Quizá se haga inevitable que, en la monarquía electiva de UP, Pigmalión Iglesias ceda la corona al otro lado de su almohada en favor de su pareja Irene Montero, a quien se acusa de la caída en desgracia de Echenique. Aunque haya recurrido en las redes sociales a la serie infantil Heidi, emparentando a Echenique con la minusválida Clara, Iglesias ajusta cuentas aplicando el manual de Juego de Tronos que ilustra bien estas intrigas podemitas. No en vano su desbordante apasionamiento con Juego de Tronos llega al punto de identificarse con un personaje nuclear de esta saga: Daenerys Targaryen, quien se conduce a sangre y fuego. Juego de Tronos es un símil atinado de la devastación de una organización que ha trocado en la nueva casta de los otrora descastados.
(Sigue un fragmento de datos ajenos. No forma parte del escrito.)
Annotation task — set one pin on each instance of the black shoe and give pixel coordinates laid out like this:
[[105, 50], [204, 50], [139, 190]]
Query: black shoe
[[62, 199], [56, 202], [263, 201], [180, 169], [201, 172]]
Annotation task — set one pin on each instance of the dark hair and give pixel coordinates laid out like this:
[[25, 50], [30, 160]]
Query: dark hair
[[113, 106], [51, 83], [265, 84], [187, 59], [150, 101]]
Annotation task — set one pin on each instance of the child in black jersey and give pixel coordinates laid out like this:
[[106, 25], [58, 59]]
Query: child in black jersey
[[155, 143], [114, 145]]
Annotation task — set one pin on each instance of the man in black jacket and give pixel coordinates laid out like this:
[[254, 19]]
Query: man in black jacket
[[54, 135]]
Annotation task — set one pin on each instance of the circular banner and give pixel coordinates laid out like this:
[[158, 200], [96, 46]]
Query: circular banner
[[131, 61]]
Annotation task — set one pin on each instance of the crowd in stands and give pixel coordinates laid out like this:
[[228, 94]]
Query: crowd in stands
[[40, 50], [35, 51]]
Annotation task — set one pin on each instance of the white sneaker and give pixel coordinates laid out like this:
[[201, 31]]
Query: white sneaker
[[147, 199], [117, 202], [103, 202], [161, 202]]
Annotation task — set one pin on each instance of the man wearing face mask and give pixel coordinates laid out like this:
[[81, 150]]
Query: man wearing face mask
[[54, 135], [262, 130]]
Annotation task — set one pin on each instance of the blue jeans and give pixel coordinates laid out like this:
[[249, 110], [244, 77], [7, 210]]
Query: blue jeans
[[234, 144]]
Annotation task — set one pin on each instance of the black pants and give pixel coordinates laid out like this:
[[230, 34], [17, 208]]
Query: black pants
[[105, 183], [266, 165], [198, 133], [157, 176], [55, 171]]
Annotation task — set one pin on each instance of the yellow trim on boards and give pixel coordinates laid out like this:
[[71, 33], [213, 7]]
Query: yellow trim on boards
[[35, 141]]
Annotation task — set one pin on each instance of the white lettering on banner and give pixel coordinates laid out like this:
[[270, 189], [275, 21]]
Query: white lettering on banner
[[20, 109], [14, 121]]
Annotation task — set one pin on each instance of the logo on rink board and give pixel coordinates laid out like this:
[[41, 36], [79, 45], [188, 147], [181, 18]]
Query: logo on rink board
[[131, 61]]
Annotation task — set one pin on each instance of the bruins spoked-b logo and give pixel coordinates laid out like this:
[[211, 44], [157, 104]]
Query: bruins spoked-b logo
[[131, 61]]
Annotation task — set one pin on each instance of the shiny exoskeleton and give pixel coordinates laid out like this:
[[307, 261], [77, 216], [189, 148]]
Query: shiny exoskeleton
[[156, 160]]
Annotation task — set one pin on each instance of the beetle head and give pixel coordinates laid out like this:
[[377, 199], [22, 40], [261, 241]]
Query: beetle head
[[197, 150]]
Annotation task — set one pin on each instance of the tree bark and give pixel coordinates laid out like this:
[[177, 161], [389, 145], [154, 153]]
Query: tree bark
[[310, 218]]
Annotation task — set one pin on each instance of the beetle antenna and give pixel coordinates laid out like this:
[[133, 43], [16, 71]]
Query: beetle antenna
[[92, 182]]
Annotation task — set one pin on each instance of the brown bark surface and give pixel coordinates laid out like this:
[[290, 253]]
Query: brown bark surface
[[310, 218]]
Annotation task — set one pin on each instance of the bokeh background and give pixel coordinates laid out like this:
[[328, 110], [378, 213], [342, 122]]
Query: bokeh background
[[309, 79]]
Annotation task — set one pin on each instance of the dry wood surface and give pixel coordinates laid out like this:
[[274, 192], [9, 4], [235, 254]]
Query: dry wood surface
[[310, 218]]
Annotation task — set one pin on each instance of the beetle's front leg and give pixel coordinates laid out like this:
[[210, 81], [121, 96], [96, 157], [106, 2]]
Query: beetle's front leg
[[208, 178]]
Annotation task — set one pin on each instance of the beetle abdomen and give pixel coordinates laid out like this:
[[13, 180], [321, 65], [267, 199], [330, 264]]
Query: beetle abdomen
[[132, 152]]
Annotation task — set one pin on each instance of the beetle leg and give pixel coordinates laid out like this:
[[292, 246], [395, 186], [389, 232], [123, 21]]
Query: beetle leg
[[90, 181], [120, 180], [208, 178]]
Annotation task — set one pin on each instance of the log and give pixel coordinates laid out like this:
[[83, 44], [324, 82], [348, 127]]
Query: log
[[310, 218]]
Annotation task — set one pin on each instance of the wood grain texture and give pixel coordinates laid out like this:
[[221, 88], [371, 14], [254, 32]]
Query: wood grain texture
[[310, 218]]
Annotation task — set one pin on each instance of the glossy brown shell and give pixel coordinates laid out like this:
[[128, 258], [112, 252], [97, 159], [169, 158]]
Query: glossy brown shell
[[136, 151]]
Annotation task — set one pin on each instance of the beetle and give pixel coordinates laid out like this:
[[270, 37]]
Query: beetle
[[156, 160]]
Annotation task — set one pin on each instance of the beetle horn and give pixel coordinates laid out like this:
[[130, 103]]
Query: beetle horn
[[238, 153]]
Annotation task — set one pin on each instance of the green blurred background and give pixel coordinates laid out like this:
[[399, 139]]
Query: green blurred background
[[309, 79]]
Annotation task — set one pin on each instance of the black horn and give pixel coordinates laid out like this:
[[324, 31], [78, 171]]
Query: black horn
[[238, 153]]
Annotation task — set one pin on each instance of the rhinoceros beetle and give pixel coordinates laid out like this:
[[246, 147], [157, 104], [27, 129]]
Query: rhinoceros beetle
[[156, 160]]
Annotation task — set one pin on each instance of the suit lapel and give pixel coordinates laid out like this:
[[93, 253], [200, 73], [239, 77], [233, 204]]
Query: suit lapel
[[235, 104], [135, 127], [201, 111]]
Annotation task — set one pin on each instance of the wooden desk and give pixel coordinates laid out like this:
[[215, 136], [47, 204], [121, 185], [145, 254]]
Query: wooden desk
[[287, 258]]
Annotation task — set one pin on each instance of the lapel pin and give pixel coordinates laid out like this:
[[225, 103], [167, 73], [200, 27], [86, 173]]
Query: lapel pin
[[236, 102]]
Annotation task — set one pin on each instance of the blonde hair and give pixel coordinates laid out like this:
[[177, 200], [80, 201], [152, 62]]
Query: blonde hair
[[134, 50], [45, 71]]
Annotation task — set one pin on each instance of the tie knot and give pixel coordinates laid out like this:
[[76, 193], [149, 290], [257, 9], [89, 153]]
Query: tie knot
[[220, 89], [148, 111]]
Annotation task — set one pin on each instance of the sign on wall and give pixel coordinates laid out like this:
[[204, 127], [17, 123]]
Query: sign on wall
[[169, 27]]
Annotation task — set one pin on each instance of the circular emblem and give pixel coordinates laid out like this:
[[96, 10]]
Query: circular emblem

Con su flanco izquierdo debilitado y con Iglesias pordioseando con la mano extendida las migajas del poder, Sánchez –cuyos 123 escaños no han aumentado tras las elecciones administrativas y europeas de mayo, por mucho que trompetee– restablece el mismo marco mental de su golpe de mano parlamentario para derribar a un abstruso Rajoy. Como no hay otro presidente posible, viene a argüir mirando a derecha e izquierda, quien no me vote será responsable de los pactos que contraiga o de que disuelva las Cámaras a las primeras de cambio. Lo acaba de demostrar con Navarra. Ha descargado en UPN su deber de no pactar con los etarras de Bildu. No se somete a otro principio que el del poder como sea o con quién sea, como certificó en su moción de censura Frankenstein.

El doctor Sánchez, ¿supongo? observa el cinismo de uno de los personajes de la novela de Sciascia A cada cual, lo suyo. En el ambiente enrarecido de un crimen por aclarar, le dicen al obispo que el cura duerme con un ama joven en el mismo tálamo. El obispo acude y el incriminado le cuenta: «Es verdad que ella duerme de un lado y yo del otro, pero entremedio hay unos goznes en la pared, y todas las noches, antes de acostarnos, fijo una tabla bien grande y gruesa que es como una pared», y le enseña la tabla. Oída su exculpación, el mitrado espeta, no sin retranca, a la oveja descarriada: «Sí, muy bien la madera es una buena precaución, pero dime, hijo mío, cuando la tentación te asalta, violenta, irresistible, infernal como es, ¿qué haces?». «Pues muy fácil –replica–, quito la tabla».

A ese tablón movido a conveniencia es lo que Sánchez llama, como su maestro de esgrima Zapatero, «geometría variable». Esto entraña gobernar de forma consentida en una dirección o la contraria en función del momento de pasión por el que atraviese su disfrute del poder. Ello imprime a la gobernación una enorme imprevisibilidad cuando sobre la mesa de operaciones se libra, además, a vida o muerte la pervivencia misma de España como nación.